I’m still having a difficult time with the concept of “nothing.”
A few months ago, Dr. Peter Sheldon, the gifted young department head of Physics at Randolph College, hosted a visit by Dr. Leon Lederman. Lederman won the Nobel Prize in Physics for his discoveries of new sub-atomic particles.
I already knew something of Lederman’s reputation. His best-selling book, THE GOD PARTICLE, was fascinating. He brought long-dead scientists back to life and made their work understandable.
However, he neglected the fact that nearly every scientist from Newton to Copernicus, from Galileo to Bacon, was a devout Christian. Each of these men is on record saying he studied science in order to “understand the Mind of God.” By understanding the creation, the scientist might better know the Creator. Dr. Lederman even referred to Sir Isaac Newton’s beliefs as “mysticism”, rather than the driving force behind the great discoveries he made.
Dr. Lederman is an explorer who discovers brand-new worlds. Very, very tiny worlds. A good example of his work could come from the movie “Men in Black”. The movie’s villain was trying to steal an entire galaxy. Sounds impossible, if not for the size of the galaxy. It was housed in a one-inch crystal sphere, and worn on a necklace!
The premise of a one-inch galaxy would seem strange to most folks, but Dr. Lederman, Dr. Sheldon, and other particle physicists are not “most folks.” They understand how truly small a galaxy is – if we look only at its matter.
Dr. Lederman and I sat together discussing the nature of energy and matter. We weren’t actually doing much “discussing”. I was mainly asking questions. “Discussing” could infer I lent some insights to Dr. Lederman’s science.
I asked, “What is everything really made of? I know you’ve discovered ‘pions, muons, neutrinos, gluons, lamdas, omegas, gravitons’ and a host of other little things that constitute the parts of an atom. It seems the more you break things apart, the more things there are to be broken apart! You’re running out of names for them. Where does it end? How will you know when you’ve come to the particle that just can’t be broken apart any more?”
Dr. Lederman answered, “When we get to the true ‘atom’. That is what Democritus named the thing that cannot be broken apart. It is what everything is made of.”
“Who was Democritus?”
“A Greek scientist, born about 460 BC.”
“Is his ‘atom’ your ‘God Particle’?”
“Yes.
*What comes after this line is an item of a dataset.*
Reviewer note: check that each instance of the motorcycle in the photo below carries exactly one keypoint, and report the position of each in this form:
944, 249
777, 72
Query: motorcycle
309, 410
I believe everything is made of ‘quarks and leptons’ – the God Particle. The way the quarks and leptons are arranged and united by energy determines the function of the particle.”
“How big are quarks and leptons?”
“They have no size at all. They have no dimension, no mass. They are what we physicists call ‘points’. They exist, but have few material properties of existence. But everything is made of them!”
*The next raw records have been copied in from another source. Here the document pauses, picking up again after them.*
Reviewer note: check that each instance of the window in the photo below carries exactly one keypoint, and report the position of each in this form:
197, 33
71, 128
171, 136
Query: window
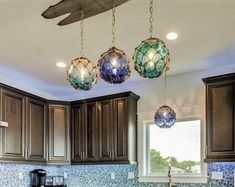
180, 146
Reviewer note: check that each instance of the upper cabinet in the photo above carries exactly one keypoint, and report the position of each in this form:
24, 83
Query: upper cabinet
220, 118
36, 129
12, 138
59, 133
104, 129
84, 132
98, 130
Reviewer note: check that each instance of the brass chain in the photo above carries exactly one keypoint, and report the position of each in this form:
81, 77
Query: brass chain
113, 23
165, 87
82, 31
151, 18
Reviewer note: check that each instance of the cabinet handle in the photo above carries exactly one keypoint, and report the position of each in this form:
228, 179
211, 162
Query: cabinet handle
110, 154
113, 155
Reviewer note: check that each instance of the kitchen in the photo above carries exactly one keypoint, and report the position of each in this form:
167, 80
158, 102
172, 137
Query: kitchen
107, 136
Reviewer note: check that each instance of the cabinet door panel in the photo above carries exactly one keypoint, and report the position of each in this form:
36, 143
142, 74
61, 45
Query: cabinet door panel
105, 110
59, 149
77, 132
36, 130
91, 132
221, 119
120, 129
12, 138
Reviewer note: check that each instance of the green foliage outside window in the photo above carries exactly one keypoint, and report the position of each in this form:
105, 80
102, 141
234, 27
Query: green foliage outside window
158, 164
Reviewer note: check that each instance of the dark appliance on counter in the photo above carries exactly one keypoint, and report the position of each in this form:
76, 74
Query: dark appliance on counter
55, 181
38, 178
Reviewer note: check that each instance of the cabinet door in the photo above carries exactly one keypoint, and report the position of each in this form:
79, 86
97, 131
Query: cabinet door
59, 144
36, 130
220, 120
77, 132
105, 110
12, 138
90, 152
120, 129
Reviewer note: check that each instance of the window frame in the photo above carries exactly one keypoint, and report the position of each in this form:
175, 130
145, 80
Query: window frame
143, 147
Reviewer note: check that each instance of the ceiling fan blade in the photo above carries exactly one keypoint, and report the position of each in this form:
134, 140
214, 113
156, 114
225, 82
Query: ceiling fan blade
90, 7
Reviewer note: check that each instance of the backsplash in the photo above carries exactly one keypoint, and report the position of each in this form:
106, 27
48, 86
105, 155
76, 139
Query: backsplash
100, 175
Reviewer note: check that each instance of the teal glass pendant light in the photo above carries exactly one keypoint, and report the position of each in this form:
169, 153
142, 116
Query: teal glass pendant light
114, 65
165, 116
81, 73
152, 56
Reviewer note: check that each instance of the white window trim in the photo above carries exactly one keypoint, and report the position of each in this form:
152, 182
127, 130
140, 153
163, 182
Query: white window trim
142, 157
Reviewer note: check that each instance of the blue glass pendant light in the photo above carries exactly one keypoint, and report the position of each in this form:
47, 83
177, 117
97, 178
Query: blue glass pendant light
81, 73
114, 65
165, 116
151, 57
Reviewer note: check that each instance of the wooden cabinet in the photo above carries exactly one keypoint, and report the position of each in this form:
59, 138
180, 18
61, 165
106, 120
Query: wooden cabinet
59, 133
105, 113
90, 137
120, 130
77, 134
84, 132
106, 126
36, 129
220, 118
12, 145
98, 130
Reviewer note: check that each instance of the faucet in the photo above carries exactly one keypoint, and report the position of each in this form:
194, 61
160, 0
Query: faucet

“If quarks and leptons have no dimension and no mass, why does matter weigh so much? Why does matter take up so much space?”
“Quarks and leptons are infinitely small, but the energy that ties them together is large! It takes billions of volts to break particles apart. The smaller we get, the greater the energy. The electricity used in Fermi Lab’s Particle Collider cost us $20 million last year! If it takes billions of volts to break particles apart, those particles have billions of volts of energy holding them together.”
“Is that why an atomic bomb is so powerful?”
“An atomic bomb uses less than 1% of its available energy. Maybe 1% of 1%.”
“Why does this table feel solid? Because the energy that holds it together is so powerful?”
“The actual matter in this table is smaller than a proton. The quarks and leptons of the entire earth occupy an area smaller than a molecule. The matter in the entire universe was once smaller than a baseball. Everything is held together by energy.”
I didn’t ask Dr. Lederman if he believed those billions of volts in each atom come from God. But the Bible says, “Christ came before all matter, created all matter, and by Him is all matter now being held together.” (Col. 1:16-17)
I don’t really know what Dr. Lederman thinks about God. He jokingly refers to God from time to time as “She.” Dr. Lederman obviously doesn’t want us to picture God as a white-haired over-developed weightlifter.
That’s all right by me. The more physicists help us to understand the ingenuity of matter and energy, the more we realize that God is infinitely more powerful and intelligent than we imagined.
© 2003 by George V. Caylor. All rights reserved.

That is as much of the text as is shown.